On January 4, 2004, before the banquet given by the president of Pakistan, prime minister Vajpayee met at a reception given by the Indian High Commissioner Shankar Menon, a number of senators, MNAs and political leaders including Begum Nasim Wali Khan (the daughter-in-law of the Frontier Gandhi Bacha Khan), Asfandiyar Wali Khan and a clutch of Pathan notables. Each met and spoke to him briefly, without fear of retribution.
Much had changed since November 1971, when Mr Vajpayee's predecessor Mrs Indira Gandhi told President Richard Nixon in the Oval Office that after receiving independence 'Pakistan proceeded to imprison or exile leaders of the independence movement [i.e. Bachha Khan]. Balochistan, as well as the provinces along the northwest frontier, has a strong desire for greater autonomy.' She continued somewhat condescendingly, 'India, on the other hand, has always reflected a degree of forbearance toward its own separatist elements.'
Prime minister Vajpayee has now returned to those 'separatist elements' within his own country.
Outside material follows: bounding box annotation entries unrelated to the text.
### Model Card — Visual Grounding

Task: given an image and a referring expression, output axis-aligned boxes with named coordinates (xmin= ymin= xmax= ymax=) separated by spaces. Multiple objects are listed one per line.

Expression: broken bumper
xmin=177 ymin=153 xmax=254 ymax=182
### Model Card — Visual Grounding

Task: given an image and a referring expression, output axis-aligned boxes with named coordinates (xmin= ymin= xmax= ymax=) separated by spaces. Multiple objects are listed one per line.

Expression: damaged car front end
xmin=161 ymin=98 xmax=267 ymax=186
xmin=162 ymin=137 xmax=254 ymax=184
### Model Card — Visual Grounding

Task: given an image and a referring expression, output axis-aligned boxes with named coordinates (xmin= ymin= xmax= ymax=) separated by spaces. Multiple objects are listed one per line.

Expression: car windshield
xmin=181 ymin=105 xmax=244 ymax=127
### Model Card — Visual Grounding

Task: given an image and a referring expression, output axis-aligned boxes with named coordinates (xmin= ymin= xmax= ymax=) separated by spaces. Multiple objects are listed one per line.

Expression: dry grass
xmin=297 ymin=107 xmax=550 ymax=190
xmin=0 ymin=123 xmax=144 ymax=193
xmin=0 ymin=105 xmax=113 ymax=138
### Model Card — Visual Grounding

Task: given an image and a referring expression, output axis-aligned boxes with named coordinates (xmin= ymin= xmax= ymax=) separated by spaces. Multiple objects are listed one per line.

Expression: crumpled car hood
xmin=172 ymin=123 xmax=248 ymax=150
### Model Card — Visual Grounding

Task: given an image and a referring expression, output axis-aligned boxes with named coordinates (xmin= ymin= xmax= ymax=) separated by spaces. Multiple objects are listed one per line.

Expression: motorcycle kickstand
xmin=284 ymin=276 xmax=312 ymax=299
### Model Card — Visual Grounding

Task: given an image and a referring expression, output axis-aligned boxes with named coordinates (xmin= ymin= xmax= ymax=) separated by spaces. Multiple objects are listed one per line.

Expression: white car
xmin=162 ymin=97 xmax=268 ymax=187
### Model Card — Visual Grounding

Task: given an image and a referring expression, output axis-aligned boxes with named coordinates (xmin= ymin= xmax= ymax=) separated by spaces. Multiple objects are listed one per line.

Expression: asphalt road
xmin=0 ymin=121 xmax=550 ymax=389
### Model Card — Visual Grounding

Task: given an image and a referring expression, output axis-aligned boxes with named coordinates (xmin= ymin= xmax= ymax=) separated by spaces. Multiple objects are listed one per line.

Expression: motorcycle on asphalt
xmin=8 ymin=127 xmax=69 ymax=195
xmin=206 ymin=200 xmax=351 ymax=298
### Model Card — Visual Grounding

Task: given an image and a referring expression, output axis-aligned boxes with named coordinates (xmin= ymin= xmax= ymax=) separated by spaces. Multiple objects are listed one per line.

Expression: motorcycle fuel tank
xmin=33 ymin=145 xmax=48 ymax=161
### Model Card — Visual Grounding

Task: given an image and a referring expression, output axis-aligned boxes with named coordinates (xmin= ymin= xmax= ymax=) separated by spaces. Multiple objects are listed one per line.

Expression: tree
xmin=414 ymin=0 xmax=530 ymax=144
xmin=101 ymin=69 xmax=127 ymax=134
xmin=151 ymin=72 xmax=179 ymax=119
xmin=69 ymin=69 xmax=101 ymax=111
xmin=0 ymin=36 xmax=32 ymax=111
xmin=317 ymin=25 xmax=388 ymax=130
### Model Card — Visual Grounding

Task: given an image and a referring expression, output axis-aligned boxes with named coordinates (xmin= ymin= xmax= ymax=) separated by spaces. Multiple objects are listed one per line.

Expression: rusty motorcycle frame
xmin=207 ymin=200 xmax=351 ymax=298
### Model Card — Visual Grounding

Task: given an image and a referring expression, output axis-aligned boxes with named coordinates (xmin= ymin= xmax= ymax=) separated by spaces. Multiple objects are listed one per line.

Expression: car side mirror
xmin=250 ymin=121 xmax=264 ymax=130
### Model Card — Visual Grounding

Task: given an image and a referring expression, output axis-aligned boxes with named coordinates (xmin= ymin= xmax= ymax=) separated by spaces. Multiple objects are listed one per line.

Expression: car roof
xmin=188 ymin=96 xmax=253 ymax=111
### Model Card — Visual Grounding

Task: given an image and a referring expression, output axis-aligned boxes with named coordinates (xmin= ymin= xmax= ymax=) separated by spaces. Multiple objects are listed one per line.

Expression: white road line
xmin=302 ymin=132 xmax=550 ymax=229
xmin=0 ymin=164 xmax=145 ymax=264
He does so more confident for having obtained an implicit acknowledgment from the President of Pakistan that Pakistan has been aiding such elements, and a commitment from General Musharraf as the chief of army staff that he 'will not permit any territory under Pakistan's control to be used to support terrorism in any manner.' By definition, that personal commitment must extend to any and every agency under (and outside?) his control.
The strength or fragility of the joint statement issued by Pakistan and India in Islamabad will be tested in the next few months. Both sets of Kashmiris have to reconcile to the fate decided for them at Islamabad. In other spheres, the grid lines of diplomatic intention have to deepen into channels of practical bilateral cooperation. The distance to be covered was apparent in the full-page advertisement taken out on January 4 in a Pakistani daily newspaper, advocating the establishment of a South Asian Economic Union.
It was signed by the chambers of commerce of five Saarc countries and the Confederation of Indian Industry. Pakistan was represented neither by its Federation of Chambers of Commerce and Industry nor by any local chapter. Instead, Pakistan's commitment came from the chairman of a business forum. The Pakistani business community remained reticent. The idea advocated in the advertisement of an economic union, like that of a common currency for the area, had obviously come too soon and therefore suffered the fate of all premature prophecies.
From now on, whatever may be the speed of Indo-Pakistan dialogues or disruptive provocations, prime minister Vajpayee's concern will not be Pakistan. He has begun a dialogue that he will leave to other voices to continue for him, and after him.
When he was asked during that TV interview if he would recite some of his poetry for Pakistani viewers, he thwarted the ingratiating request with the retort that 'politics and poetry do not go well together'. Flexibility and Diplomacy do go together and often have to. Only leaders with both eyes on history know that even 'netas' on occasions have to stoop to conquer.